Daniel Bumba est formel :: Respecter le code de la route n’est plus une option mais une obligation !

Finie la récréation pour les usagers de la route. En effet, le gouverneur Daniel Bumba vient de décréter que plus rien ne sera comme avant en déclarant que désormais, le respect du code de la route n’est plus une option, mais une obligation. Et pour lier la parole à l’acte, 3.000 agents (Police, Division urbaine des transports, Brigade spéciale de protection de l’environnement, Régie des fourrières et du contrôle technique) seront déployés dans 60 carrefours à partir du 26 janvier 2024 pour traquer les « inciviques routiers », rétablir la discipline routière, réduire embouteillages et accidents et sanctionner sévèrement les contrevenants.
Ils auront pour mission, de faire respecter la loi et les règlements, fluidifier la circulation routière et protéger la vie des usagers.
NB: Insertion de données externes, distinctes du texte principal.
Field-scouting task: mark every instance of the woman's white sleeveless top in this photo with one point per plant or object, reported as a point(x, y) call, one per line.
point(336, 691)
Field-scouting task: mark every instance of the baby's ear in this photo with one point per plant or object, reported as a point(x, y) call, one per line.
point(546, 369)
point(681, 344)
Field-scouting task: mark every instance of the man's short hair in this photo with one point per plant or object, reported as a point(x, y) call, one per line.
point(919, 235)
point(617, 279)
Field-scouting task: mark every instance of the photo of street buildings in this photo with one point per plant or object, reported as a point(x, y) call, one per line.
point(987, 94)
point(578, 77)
Pour exécuter convenablement leur tâche, ils devront rigoureusement exiger des documents usuels tels que le permis de conduire, le contrôle technique valide, la vignette, l’assurance, l’autorisation de transport et la grille tarifaire des transports en commun pour les exploitants du secteur.
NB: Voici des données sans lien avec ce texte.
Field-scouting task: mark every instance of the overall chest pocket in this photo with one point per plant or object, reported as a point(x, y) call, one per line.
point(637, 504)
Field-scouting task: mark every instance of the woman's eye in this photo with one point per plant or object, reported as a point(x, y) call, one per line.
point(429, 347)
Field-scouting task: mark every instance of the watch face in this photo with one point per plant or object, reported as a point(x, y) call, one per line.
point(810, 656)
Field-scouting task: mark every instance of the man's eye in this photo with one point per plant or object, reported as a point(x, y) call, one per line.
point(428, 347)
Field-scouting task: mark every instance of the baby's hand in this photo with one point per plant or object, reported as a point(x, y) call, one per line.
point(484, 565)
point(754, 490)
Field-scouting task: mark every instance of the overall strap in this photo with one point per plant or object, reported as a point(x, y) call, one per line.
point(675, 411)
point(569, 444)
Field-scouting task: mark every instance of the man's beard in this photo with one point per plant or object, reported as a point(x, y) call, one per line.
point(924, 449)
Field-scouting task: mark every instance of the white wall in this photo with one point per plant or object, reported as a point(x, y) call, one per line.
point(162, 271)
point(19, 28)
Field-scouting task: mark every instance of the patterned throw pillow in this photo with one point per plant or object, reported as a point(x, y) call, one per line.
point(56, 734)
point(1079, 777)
L’annonce est sérieuse parce qu’il est question de déployer plus de 3.000 agents dans Kinshasa pour intensifier le contrôle routier et sanctionner les contrevenants et l’incivisme. La volonté politique est affichée, mais la crédibilité dépendra de la constance de l’application et de la lutte contre la corruption dans les pratiques quotidiennes. Les points qui renforcent la crédibilité de cette annonce reposent sur la mobilisation massive et multisectorielle, parce que 3.000 agents, c’est une force significative, surtout concentrée sur des carrefours clés. Le fait que le discours ferme du gouverneur Daniel Bumba soit formel en déclarant que « le respect du code de la route n’est plus une option, mais une obligation » en dit long. Pour la bonne raison que l’incivisme routier est reconnu comme une cause majeure d’accidents et de chaos urbain à Kinshasa, ce qui pousse à agir.
Les limites et défis…
Il convient de se pencher sur la durabilité de l’action quand on sait que les campagnes de contrôle routier en RDC, ont souvent démarré avec vigueur mais se sont essoufflées faute de suivi. À cela, s’ajoute la corruption, le favoritisme et les pratiques informelles. Les agents commis à cette tâche peuvent être tentés de négocier sur place, ce qui réduit l’efficacité réelle. Et sans l’amélioration des routes et la signalisation, le contrôle seul ne suffit pas et les embouteillages persisteraient. Aussi, les usagers habitués à l’anarchie routière peuvent résister ou contourner les règles.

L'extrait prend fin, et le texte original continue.